[新型コロナ禍 農と食] 家族で考える「国産」 “風”起こす体験農園

「きょうの晩ご飯に使おう」。水菜を収穫する桜井純子さん(中)、晴香さん(左)と智彦さん(東京都練馬区で、栗田慎一写す)

 東京都練馬区の農業体験農園「大泉 風のがっこう」に24日の日曜日、母子3人の姿があった。6日ぶりに朝から晴れ渡った空の下、広々とした畑の一角で野菜の手入れや追肥をしている。

 区内に住む桜井純子さん(45)、長男智彦さん(12)、長女晴香さん(9)。農園を運営する農家の白石好孝さん(66)の指導を受け、3月からトマトやホウレンソウなど通年で23種の野菜を育てる。

 智彦さんは4月から中学生、晴香さんは小学4年生だが、新型コロナウイルス禍による3月からの休校で入学式はなくなり、新学年になって学校に行けたのも登校日の1度だけ。生まれて初めての農作業が、思いがけず手にした時間の大きな使い道になった。

 コロナ禍で食料不足が懸念され、自ら作る大切さに気付いたのか。純子さんは質問に「というより」と少し考えた後、「農家さんのものを買うことで、日本の農業をちゃんと守ろうという気持ちになった」と言う。家で食卓を囲みながら「国産を買う意味」を家族みんなで考える。

 農園で利用者を見守っていた白石さんが、その話を耳にして心からうれしそうな表情をした。
 

全国130カ所超


 都市に農地はいらない。1997年、そんな時代背景の中で「風のがっこう」は生まれた。

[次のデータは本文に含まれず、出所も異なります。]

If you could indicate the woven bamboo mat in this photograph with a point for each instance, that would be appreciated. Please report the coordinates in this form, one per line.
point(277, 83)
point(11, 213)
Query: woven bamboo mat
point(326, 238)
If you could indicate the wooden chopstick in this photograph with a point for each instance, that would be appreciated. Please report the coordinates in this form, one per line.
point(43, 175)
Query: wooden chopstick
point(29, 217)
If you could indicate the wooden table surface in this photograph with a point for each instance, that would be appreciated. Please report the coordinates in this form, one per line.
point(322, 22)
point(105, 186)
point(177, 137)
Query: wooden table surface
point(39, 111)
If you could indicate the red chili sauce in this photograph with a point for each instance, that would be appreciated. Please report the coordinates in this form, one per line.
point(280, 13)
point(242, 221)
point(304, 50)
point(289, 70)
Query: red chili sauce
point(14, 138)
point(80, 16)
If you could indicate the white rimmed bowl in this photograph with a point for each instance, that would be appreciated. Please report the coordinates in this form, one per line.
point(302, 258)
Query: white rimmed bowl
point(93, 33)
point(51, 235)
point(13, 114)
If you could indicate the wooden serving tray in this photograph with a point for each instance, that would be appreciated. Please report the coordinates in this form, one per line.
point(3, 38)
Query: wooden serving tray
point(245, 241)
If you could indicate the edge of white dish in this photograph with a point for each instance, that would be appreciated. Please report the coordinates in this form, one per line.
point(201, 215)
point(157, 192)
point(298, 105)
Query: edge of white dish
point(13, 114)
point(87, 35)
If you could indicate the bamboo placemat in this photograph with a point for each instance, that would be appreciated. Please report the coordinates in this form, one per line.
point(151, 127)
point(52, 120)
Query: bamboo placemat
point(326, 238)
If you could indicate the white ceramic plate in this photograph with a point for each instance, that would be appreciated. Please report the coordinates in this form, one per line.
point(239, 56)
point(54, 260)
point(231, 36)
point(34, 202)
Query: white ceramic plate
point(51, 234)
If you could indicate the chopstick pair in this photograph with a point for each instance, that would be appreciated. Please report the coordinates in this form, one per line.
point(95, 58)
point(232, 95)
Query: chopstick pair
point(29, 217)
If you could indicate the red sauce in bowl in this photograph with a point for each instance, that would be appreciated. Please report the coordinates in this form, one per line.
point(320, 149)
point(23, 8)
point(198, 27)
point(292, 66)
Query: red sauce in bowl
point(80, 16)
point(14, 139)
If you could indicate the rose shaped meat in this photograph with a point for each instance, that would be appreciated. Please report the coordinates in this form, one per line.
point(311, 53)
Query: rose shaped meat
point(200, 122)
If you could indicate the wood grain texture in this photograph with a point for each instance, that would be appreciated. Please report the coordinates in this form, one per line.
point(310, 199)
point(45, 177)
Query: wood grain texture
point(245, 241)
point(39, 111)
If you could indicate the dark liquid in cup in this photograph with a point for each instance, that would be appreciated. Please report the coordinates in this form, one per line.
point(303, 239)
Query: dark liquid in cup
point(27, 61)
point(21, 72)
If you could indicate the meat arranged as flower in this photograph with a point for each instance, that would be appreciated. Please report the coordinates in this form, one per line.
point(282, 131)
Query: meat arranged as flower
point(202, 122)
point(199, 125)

 バブル経済の余韻が尾を引いていた90年代、東京など都心の農業経営は厳しさを増していた。地方の産地が力を付け、通年で青果物が買える「産地リレー」の時代に、地価の高騰した都市部で農業をやる意味が問われた。狭い農地で少量出荷していては採算に合う値は付かず、東京の農家はやる気を奪われていた。

 江戸時代から300年続く農家で、当時30代後半の白石さんら農協青年部の若手が、生き残りと次世代への農業継承をかけて考え出したのが「体験農園」だった。

 耕作をやめるなどした農地を行政が借り受け、市民に貸し出す「市民農園」は当時から数多くあった。これに対し体験農園は、農地の貸し出しでなく、備品やたい肥を提供し、農家が指導しながら収穫物を持ち帰ってもらう。観光農園と似た経営形態で、農園の運営主体は農家という税法上の位置付けも明確にした。

 練馬型体験農園は「都市農業の新しいスタイル」となり二十数年間に首都圏や関西、福岡を中心に130カ所を超えた。そして、もう一つの理想だった「都市と農村の距離を近づける」ことが、コロナ禍を機に前進していると白石さんは思う。
 

大きな一歩に


 刈り取ったキャベツを両手にした晴香さんが、純子さんに駆け寄った。先日収穫したキャベツに青虫がいるのを見て生では食べられなくなったが、おいしさは格別だ。純子さんが「青虫がいるのは安全で新鮮な証拠だよ」と言うと、「分かってはいるけど」と悩ましい表情になった。そんなささいな会話も、純子さんは農と食を学ぶ大きな一歩だと考える。白石さんから教わった通りに栽培すると「びっくりするほどうまく育つ」と智彦さんが目を丸くするのも、同じ理由からほほ笑む。

 「コロナ禍で日本の低い食料自給率が問題視されたけど、社会みんなが農業に関心を持って初めて課題解決への風になる。そんな風が全国の体験農園からどんどん吹けばうれしいよね」。白石さんが言い、キャベツや水菜を持ち帰る3人を見送った。(栗田慎一)
 

<メモ> 東京都練馬区の農業体験農園


 全国最多の17園ある。利用額は年5万円で、区民には区から一部補助がある。毎年1月に希望者抽選があり、125区画ある「風のがっこう」にも多数の応募があった。同園では集団感染防止のため農園での栽培指導を中止し、ユーチューブ上に動画を公開。利用者からは「繰り返し学べる」と高い評価を得ている。